By Mary Taruvinga
CONTROVERSIAL businessman Genius Kadungure was on Friday acquitted in a case he had been accused of duping ZANU PF legislator Dexter Nduna and two Kadoma businessmen of 1 million South African rands in botched mining equipment supply deals.
Harare magistrate Morgan Nemadire ruled that there nothing linking the flamboyant socialite popularly known as Ginimbi to the alleged offence.
He ruled that the state failed to prove its case beyond reasonable doubt.
“At law essential elements of fraud is that misrepresentation is made in order to deceive and deprive resulting in prejudice or loss of money,” said the magistrate.
“In this case, the person who did the transactions is not known, money just vanished from the complainant’s bank account.
“Evidence presented before this court established the following facts; that the accused never talked to the complainant prior to the commission of the offence and he never made any misrepresentation.
“The accused was not involved in any of the rings in the cyber-crime and there is no rational connection between him and the complainants and state’s case is like a fishing expedition.”
Kadungure landed in the dock after he allegedly influenced two Kadoma siblings, Ivon and Enock Gatawa to enter into a mining equipment deal, pretending to be an official from Marange diamonds.
It was alleged that in November 2012, Kadungure connived with Harare businessman Wicknell Chivayo, who has been already acquitted of similar charges, to create a fictitious company called Transco Civil Engineering, purportedly based in South Africa.
The State alleged that the two proceeded to open an ABSA bank account and an email account purporting to be agents for Marange Diamonds, one of the companies that used to operate in Chiadzwa, in Manicaland province.

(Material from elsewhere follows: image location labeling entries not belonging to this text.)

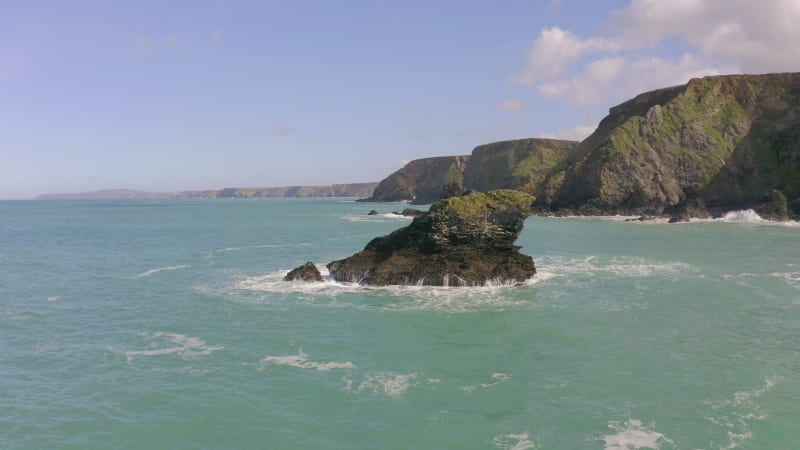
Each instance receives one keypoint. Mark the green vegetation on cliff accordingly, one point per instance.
(729, 140)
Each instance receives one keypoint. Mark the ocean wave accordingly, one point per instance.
(621, 266)
(251, 247)
(746, 216)
(391, 384)
(496, 379)
(301, 361)
(186, 346)
(149, 272)
(411, 298)
(736, 413)
(632, 435)
(519, 441)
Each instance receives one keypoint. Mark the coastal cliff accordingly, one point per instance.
(422, 181)
(517, 164)
(520, 164)
(334, 190)
(728, 141)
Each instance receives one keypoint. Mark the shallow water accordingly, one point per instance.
(165, 324)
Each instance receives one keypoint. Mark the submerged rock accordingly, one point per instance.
(306, 272)
(411, 212)
(691, 207)
(467, 240)
(774, 207)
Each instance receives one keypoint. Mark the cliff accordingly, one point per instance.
(727, 141)
(518, 164)
(422, 181)
(334, 190)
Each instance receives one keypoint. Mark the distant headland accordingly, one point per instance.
(358, 190)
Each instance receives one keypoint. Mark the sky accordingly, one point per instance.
(169, 95)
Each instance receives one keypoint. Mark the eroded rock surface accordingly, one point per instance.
(460, 241)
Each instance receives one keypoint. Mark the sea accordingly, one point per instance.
(165, 324)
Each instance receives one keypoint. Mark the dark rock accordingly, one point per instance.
(421, 181)
(727, 139)
(691, 207)
(774, 207)
(411, 212)
(306, 272)
(467, 240)
(641, 219)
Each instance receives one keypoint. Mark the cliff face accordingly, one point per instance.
(334, 190)
(519, 164)
(727, 140)
(422, 181)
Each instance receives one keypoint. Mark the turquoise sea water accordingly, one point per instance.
(164, 324)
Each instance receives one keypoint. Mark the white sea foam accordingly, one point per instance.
(632, 435)
(416, 297)
(497, 378)
(735, 414)
(252, 247)
(301, 361)
(186, 346)
(519, 441)
(149, 272)
(747, 216)
(391, 384)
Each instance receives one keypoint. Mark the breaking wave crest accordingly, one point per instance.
(149, 272)
(519, 441)
(411, 297)
(632, 435)
(184, 346)
(391, 384)
(736, 414)
(620, 266)
(301, 361)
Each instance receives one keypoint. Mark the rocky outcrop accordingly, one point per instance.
(466, 240)
(729, 140)
(410, 212)
(422, 181)
(774, 207)
(691, 207)
(520, 164)
(306, 272)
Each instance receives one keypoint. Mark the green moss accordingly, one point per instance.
(483, 203)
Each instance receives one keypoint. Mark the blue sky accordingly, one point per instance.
(173, 95)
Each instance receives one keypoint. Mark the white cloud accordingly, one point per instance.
(589, 86)
(555, 52)
(513, 105)
(720, 36)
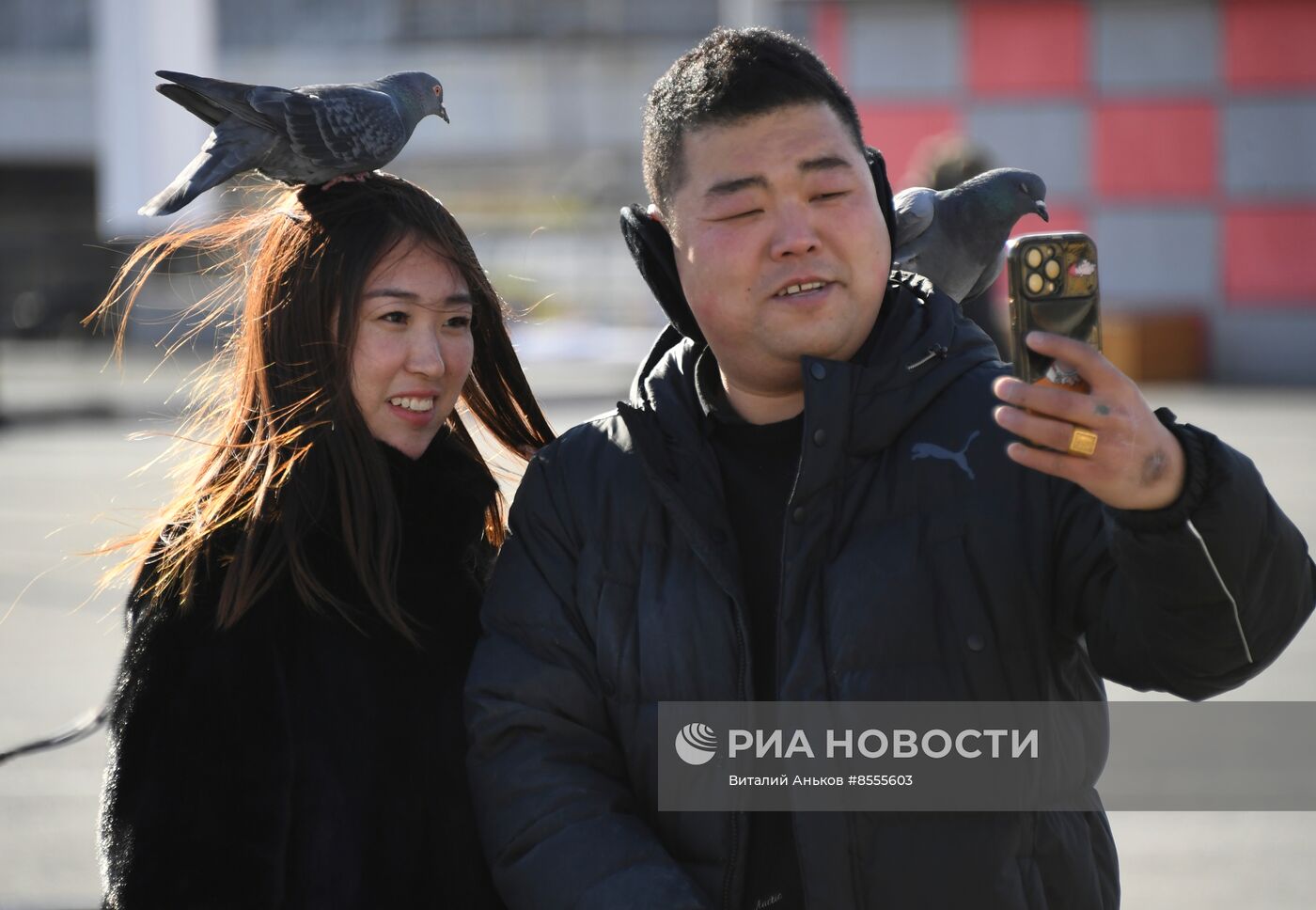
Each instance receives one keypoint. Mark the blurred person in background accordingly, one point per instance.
(815, 494)
(287, 726)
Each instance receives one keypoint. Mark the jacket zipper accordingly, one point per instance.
(1224, 588)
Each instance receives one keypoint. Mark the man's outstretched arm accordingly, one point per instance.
(1191, 580)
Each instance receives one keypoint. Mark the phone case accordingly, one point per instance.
(1053, 288)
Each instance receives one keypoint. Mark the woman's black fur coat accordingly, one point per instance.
(293, 761)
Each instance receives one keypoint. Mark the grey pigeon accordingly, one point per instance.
(309, 134)
(956, 239)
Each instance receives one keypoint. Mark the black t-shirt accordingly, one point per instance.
(759, 465)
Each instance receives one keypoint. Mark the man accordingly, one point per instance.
(816, 496)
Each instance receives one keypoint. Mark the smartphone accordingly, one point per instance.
(1052, 281)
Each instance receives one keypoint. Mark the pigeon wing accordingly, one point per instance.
(346, 128)
(915, 210)
(989, 275)
(213, 99)
(227, 151)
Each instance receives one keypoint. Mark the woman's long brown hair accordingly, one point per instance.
(276, 434)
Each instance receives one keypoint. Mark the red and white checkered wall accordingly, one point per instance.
(1180, 133)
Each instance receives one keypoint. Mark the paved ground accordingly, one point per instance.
(66, 485)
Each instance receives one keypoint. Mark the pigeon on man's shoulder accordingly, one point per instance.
(957, 237)
(313, 134)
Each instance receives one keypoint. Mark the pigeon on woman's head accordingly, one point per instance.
(311, 134)
(957, 237)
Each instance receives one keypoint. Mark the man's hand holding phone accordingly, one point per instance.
(1134, 460)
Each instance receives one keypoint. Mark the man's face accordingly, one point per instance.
(780, 245)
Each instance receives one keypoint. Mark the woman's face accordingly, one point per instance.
(414, 347)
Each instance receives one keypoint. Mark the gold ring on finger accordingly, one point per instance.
(1082, 443)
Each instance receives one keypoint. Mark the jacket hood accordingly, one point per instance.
(918, 348)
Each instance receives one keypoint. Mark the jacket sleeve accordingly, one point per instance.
(1195, 598)
(556, 814)
(195, 808)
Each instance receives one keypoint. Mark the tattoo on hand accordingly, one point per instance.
(1153, 469)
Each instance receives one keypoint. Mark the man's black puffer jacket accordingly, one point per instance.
(905, 577)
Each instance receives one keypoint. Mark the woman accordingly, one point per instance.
(287, 726)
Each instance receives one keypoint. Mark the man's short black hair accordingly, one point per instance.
(729, 75)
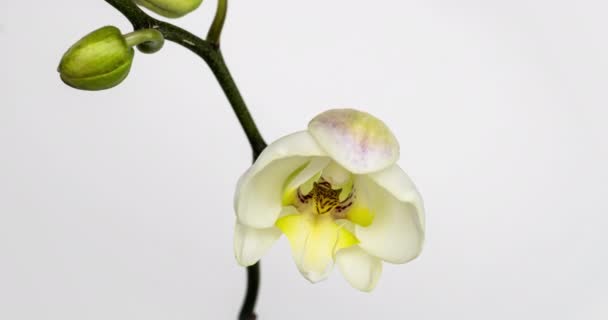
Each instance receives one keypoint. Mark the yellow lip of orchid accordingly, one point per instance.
(337, 195)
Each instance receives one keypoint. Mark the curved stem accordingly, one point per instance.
(215, 32)
(146, 40)
(253, 284)
(211, 54)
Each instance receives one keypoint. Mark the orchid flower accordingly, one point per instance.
(339, 197)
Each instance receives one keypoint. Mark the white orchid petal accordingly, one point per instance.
(394, 180)
(396, 234)
(258, 195)
(359, 268)
(358, 141)
(250, 244)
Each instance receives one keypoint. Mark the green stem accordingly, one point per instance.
(146, 40)
(211, 54)
(215, 32)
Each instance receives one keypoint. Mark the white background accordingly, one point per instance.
(118, 204)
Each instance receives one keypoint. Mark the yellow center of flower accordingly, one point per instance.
(323, 217)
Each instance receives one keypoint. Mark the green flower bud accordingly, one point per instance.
(100, 60)
(171, 8)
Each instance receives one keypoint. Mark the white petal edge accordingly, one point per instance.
(250, 244)
(394, 180)
(396, 234)
(257, 199)
(359, 268)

Court heard the two went on to rent office space at Hetzner (Private) Limited in South Africa as part of the criminal plot.
It was further alleged they contacted the Gatawa brothers looking for mining pumps while pretending to be chief buyers at Marange Resources.
Prosecutors say the duo gave the complainants an order to supply 10 pumps and referred him to Transco knowing that it was a fictitious company.
Enock Gatawa then deposited 446 900 rands into Transco’s ABSA account and a further 300 000 rands later that day.
Court heard that after transferring the money, Gatawa contacted Transco and was told to go back to Zimbabwe and wait for delivery of the pumps through DHL in three days.
To his surprise, Gatawa got a parcel that had cell phone chargers and that is when he realised they had been swindled.
Kadungure reportedly used 500 000 rands to buy gas while a further 500 000 rands was transferred into the account of Edward Teka.
The duo allegedly converted 1 046 890 rands to their own use.
Chivayo and Kadungure allegedly duped Nduna using the same modus operandi.
After the offence was reported, Kadungure engaged the Gatawa brothers and arranged to pay back.
Kadungure proved that he acted in such a way to avoid bad publicity.
The magistrate said the actions by the accused did not conclude that he committed the offence.
“It is possible that the accused felt bad about unknowingly purchasing gas using stolen money. That sounds possible,” court ruled.
Ephraim Zinyandu appeared for the state.